R/Optimize_WSO.R
In paymanghasemi/SiteOpt: SiteOpt: an Open-source R-package for Site Selection Optimization in Conservation Planning
Defines functions
.WSO_delegate
Optimize_WSO
Documented in
Optimize_WSO
#'
#' Load and Optimize Weighted Sum Optimization (WSO)
#'
#' `Optimize_WSO` creates and optimizes the Weighted Sum Optimization (WSO) in Julia environment.
#' It requires two objective functions and their respective positive weights.\cr
#' (For detailed information refer to the paper)
#'
#'
#'
#' In the list that `Optimize_WSO` returns, `[["Status"]]` defines the status of the returned WSO solution.\cr
#' If `[["Status"]]="OPTIMAL"`, the WSO was solved to optimality and the Parcels' optimal status are stored in `[["Result"]]`.
#' Also, the WSO optimal values of objectives will be stored in either `[["First_Objective"]]`, `[["Second_Objective"]]`, or `[["Risk_Objective"]]`
#' , based on the input objectives.\cr
#' If `[["Status"]]="TIME_LIMIT"`, the solver was terminated because the time limit was reached.
#' If any feasible solution was reported by the solver, it would be stored in `[["Result"]]`. Otherwise, `[["Result"]]` and objective values would be
#' all equal to "N/A".\cr
#' If `[["Status"]]="INFEASIBLE"`, the problem is infeasible. So, no solution would be reported.\cr
#'
#' In any other case, the `[["Status"]]` will be the solution status that the solver has reported.
#'
#'
#' \strong{Note 1:} The weights should be non negative, and two objectives should have positive weights.\cr
#'
#'
#'
#' @usage Optimize_WSO(First_Objective=0, Second_Objective=0, Risk_Objective=0,
#' Time_limit=1e7, Solver="SCIP", Silence= FALSE, Env= .GlobalEnv)
#'
#' @param First_Objective A float parameter: defining the weight of the first objective function (`First_Objective`) in the optimization.
#' If \bold{0}, it will \strong{not} be included in optimization.

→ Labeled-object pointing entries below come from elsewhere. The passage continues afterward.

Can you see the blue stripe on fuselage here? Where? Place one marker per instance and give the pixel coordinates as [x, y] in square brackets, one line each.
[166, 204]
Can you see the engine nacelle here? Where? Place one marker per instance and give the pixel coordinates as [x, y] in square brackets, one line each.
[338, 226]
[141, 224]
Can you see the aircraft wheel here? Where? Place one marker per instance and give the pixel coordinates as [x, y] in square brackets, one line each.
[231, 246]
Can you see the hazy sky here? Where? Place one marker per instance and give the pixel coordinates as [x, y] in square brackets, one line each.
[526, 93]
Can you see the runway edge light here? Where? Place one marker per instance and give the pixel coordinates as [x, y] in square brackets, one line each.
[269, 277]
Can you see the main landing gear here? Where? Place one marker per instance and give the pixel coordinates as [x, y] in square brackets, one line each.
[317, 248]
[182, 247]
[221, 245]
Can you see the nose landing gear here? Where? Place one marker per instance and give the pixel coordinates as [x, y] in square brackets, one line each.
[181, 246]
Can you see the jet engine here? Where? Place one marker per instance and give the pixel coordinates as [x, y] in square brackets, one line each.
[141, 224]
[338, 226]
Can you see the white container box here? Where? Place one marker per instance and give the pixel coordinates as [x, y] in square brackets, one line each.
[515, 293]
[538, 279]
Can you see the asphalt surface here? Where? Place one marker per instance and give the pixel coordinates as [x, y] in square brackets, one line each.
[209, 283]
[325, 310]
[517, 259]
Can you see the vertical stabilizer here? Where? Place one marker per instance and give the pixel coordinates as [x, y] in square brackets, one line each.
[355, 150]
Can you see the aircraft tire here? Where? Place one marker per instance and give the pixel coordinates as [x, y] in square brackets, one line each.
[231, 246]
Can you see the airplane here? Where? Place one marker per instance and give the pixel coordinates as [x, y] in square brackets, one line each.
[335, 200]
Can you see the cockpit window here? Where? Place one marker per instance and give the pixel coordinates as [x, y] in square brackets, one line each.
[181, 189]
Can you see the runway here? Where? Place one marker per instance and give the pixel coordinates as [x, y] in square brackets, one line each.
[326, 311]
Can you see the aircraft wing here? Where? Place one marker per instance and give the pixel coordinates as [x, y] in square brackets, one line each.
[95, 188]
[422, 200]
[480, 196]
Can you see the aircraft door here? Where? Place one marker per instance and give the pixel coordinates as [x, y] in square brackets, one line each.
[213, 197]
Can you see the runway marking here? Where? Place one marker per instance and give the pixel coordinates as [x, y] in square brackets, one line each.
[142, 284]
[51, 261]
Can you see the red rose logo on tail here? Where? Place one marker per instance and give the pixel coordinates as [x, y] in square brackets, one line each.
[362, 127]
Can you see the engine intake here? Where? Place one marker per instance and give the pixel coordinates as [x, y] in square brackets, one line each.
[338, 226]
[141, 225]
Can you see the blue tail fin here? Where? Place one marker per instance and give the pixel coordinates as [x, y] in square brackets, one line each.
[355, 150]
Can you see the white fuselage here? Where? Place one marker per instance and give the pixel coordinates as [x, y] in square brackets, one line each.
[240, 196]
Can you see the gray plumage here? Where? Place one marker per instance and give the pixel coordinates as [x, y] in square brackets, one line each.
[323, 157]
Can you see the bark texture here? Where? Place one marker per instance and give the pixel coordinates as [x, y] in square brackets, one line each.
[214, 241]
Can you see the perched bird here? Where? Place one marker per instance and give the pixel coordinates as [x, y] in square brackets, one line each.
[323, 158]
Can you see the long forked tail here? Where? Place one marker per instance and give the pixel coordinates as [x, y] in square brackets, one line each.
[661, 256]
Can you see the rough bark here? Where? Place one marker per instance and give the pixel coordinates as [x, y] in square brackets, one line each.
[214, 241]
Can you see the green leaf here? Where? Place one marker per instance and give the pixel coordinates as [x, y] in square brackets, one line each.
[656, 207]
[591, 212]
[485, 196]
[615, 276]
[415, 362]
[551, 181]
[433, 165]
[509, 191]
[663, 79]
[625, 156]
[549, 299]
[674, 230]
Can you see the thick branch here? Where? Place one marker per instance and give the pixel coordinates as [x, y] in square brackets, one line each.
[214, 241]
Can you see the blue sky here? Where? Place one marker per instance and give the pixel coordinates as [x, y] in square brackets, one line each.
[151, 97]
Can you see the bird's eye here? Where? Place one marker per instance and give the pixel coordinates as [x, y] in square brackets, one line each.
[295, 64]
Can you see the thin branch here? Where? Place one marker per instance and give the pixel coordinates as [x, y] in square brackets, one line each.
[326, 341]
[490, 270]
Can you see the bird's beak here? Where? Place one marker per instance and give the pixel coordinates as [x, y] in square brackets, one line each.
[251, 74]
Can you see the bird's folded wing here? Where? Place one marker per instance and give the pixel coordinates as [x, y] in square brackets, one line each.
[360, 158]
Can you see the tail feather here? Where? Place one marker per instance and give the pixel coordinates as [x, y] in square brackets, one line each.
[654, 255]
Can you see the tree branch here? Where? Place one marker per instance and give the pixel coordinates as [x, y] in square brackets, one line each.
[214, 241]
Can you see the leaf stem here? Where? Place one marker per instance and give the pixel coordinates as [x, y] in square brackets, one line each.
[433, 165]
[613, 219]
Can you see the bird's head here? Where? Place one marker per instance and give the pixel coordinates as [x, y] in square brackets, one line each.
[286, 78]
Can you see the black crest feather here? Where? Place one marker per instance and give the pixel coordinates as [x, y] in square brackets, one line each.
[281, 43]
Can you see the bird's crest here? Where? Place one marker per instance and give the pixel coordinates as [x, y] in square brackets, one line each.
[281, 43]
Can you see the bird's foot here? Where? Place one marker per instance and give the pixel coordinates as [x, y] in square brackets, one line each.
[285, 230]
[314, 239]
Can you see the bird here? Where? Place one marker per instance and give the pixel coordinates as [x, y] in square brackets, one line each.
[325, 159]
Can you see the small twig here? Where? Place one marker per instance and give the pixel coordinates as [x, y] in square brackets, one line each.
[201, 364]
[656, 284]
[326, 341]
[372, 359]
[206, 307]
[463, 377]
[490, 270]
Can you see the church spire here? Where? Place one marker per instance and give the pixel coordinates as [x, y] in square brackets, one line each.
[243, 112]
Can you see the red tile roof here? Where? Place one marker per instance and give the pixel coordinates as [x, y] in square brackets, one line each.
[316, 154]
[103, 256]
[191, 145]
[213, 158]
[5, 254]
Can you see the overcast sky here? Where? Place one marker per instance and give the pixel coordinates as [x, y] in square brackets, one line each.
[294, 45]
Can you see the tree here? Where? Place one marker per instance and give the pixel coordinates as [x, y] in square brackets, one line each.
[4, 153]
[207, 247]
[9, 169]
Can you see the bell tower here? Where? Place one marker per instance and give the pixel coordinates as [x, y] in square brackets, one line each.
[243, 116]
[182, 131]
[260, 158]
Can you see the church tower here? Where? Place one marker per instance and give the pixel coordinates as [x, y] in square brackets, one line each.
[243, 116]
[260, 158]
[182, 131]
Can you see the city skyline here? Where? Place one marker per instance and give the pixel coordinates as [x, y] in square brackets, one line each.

#' @param Second_Objective A float parameter: defining the weight of the second objective function (`Second_Objective`) in the optimization.
#' If \bold{0}, it will \strong{not} be included in optimization.
#' @param Risk_Objective A float parameter: defining the weight of the Risk objective function (`Risk_Objective`) in the optimization.
#' If \bold{0}, it will \strong{not} be included in optimization.
#' @param Time_limit A double: the total time limit in seconds
#' @param Solver A string: defining the solver to be used to solve the problem. (Default: "SCIP")
#' @param Silence A binary parameter: if `FALSE`, the function will report a summary message. If `TRUE`, the function will be silent. (Default: FALSE)
#' @param Env the environment where the package should create or access variables.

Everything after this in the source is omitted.